Althea Murphy-Price is known for her innovative artistic practice, working across a wide variety of printed media including photography, 3D printing, lithography, and other printmaking methods. Her work is concerned with the deception and social and cultural implications of beauty practices and decoration, particularly those related to beauty standards imposed on women and Black hair. For her first solo exhibition with the gallery, Murphy-Price presents arrangements of armatures and accessories inspired by beauty tools and everyday objects such as barrettes and bobby pins. Drawing inspiration from daily self-care rituals, she has created orderly and repetitious patterns that explore the ongoing cycle of reflection and critical examination or the desire for transformation. The work suggests both windows—through which one might look—and grids that evoke barriers or constraints, symbolizing the tension between visibility and restriction in our constant self-assessment. Murphy-Price’s dimensionally printed screen prints merge surface and texture, with the imagery rising from the page in a tactile way. The prints play with perception, evoking the presence of objects; thick, glossy, and metallic, yet flat—creating a deliberate visual deception.

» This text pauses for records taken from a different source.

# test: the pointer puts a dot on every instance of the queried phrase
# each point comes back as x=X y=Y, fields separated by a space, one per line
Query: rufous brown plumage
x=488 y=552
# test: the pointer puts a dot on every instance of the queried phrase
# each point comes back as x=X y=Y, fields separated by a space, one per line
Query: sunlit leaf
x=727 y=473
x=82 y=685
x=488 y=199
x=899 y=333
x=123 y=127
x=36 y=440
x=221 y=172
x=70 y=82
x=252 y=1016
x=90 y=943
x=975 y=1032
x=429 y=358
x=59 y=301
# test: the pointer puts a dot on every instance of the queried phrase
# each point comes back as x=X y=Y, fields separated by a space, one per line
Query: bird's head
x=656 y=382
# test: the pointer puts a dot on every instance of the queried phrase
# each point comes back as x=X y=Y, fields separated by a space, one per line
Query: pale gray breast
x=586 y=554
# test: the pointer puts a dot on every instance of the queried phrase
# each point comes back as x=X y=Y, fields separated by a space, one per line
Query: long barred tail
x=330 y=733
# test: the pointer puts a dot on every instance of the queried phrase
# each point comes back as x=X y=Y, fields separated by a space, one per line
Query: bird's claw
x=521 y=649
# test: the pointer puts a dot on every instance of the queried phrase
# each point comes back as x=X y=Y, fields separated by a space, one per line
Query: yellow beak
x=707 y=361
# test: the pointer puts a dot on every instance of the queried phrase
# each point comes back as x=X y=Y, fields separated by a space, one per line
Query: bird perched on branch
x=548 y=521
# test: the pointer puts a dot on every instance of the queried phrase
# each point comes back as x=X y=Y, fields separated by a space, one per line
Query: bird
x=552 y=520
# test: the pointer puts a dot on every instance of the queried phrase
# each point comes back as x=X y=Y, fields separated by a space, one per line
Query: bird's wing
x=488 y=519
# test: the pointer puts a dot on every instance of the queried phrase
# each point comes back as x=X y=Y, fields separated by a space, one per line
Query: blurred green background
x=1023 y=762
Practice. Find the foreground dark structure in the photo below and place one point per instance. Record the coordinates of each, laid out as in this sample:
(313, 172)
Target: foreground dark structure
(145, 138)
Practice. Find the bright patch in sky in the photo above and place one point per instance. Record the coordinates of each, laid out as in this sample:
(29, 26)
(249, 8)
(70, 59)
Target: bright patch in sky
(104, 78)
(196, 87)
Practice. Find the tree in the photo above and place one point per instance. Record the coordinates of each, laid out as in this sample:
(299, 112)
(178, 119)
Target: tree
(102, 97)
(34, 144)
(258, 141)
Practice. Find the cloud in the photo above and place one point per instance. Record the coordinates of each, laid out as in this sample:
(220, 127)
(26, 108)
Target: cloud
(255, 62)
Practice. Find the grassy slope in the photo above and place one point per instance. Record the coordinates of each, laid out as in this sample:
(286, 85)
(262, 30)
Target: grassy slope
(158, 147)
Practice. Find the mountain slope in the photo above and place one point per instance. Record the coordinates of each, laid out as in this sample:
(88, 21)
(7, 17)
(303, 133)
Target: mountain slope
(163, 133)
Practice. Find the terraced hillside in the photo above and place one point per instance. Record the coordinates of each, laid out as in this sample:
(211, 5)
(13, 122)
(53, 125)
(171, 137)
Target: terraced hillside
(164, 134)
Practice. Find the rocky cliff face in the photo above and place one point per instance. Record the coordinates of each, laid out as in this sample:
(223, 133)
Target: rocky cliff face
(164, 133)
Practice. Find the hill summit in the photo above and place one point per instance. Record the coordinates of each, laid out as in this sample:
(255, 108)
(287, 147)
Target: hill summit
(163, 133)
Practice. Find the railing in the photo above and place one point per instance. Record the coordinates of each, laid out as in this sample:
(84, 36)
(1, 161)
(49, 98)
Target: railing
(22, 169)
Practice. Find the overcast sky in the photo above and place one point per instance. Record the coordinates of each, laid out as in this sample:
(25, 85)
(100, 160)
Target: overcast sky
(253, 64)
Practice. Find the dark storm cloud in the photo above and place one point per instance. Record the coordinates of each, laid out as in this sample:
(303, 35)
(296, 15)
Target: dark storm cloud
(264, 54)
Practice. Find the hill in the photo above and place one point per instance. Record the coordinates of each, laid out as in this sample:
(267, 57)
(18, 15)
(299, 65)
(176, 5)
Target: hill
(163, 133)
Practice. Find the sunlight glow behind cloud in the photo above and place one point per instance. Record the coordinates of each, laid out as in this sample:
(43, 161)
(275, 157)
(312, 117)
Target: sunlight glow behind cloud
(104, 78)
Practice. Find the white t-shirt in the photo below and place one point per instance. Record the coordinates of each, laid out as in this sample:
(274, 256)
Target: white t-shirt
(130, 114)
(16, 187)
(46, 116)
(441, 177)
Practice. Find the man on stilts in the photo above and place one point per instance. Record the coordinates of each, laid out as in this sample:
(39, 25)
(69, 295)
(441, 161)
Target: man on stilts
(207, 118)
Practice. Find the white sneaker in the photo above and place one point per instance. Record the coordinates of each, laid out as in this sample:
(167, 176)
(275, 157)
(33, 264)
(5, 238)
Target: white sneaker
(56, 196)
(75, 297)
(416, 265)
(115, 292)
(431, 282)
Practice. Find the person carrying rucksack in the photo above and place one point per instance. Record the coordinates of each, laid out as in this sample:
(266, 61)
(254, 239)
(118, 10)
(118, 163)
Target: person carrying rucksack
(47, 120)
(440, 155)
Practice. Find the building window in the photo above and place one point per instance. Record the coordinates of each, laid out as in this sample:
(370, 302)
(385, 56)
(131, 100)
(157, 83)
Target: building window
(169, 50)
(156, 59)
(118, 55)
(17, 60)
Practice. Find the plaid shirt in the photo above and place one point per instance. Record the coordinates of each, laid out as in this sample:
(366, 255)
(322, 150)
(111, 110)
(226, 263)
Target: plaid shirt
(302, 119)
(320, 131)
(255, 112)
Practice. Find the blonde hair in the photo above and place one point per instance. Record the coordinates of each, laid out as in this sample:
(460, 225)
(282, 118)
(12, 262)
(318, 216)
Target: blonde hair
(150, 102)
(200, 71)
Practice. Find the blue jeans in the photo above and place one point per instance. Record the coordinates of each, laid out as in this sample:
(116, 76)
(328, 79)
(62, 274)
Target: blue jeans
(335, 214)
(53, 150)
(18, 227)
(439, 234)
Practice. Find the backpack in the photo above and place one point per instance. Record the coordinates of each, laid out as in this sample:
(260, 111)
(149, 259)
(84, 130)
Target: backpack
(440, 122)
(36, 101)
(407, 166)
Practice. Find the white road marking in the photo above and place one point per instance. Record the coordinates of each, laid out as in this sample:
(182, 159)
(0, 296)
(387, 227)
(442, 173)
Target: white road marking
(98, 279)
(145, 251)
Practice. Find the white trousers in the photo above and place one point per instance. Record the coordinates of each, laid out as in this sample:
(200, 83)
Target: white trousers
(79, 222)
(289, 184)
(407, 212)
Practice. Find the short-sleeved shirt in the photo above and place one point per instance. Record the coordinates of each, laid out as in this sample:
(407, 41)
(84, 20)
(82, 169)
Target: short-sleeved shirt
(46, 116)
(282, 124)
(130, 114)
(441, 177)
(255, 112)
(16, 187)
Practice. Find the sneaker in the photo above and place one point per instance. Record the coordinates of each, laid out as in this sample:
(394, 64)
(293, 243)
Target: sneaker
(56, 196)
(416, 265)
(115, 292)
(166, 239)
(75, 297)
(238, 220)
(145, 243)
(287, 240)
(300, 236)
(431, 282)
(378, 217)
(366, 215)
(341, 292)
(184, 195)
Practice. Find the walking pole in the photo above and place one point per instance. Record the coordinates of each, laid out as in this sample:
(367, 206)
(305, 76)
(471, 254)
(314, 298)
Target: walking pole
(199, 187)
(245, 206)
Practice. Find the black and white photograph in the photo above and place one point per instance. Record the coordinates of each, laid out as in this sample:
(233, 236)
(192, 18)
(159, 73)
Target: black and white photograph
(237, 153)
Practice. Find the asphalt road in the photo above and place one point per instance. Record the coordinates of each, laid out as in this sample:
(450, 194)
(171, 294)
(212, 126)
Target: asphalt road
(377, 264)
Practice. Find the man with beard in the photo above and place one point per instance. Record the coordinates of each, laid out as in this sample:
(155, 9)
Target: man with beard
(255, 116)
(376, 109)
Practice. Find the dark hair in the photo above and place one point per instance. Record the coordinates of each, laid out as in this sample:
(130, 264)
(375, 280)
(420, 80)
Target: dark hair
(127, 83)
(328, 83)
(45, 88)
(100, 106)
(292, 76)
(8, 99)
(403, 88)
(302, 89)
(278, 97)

Nelson Gutierrez’s work examines the psychological and social consequences of conflict. Based on extensive research, personal history, and the long, continuous history of conflict in his native Colombia, Gutierrez seeks to create empathy for and consideration of the lived experiences of those surrounded by constant turmoil. Working between two and three dimensional objects and installations, Gutierrez uses traditional drawing, 3D cutouts and projections to express feelings of collective longing, fear, grief, resilience, and hope. His recent work is inspired by forced displacement and global migration, depicting cutouts of individuals and groups of people that form anonymous masses moving towards an unknown future. The starkness of his black linework, cutouts, and shadows mirror the complexities inherent in the subject matter, while the attention to detail displays a deep care and understanding. Gutierrez ultimately asks the viewer to reflect on our shared humanity when it is often easy to become desensitized or simply ignore events happening near and far.
Althea Murphy-Price (b.1979, San Jose, California) received her BA in Fine Art from Spelman College, her MA in Printmaking and Painting from Purdue University and her MFA from the Tyler School of Art, Temple University. Her work has been exhibited widely throughout the country and internationally including in Spain, China, Japan, Italy and Sweden. She is included in multiple public collections such as The Whitney Museum of American Art, Knoxville Museum of Art, the Huntsville Museum of Art, the Brandywine Print Achieves, Fairfield University Art Museum, the Bush Art Center, Bernard A. Zukerman Museum of Art, and Gregory Allicar Museum of Art. Her work has been featured in such publications as Art Papers Magazine, Art in Print Magazine, Printmaking Today (UK), CAA Reviews Journal, Printmaking: A Complete Guide to Materials and Process, and Printmakers Today. Murphy-Price lives and works in Knoxville, TN, where she is a Professor at the University of Tennessee. She has taught printmaking there since 2010.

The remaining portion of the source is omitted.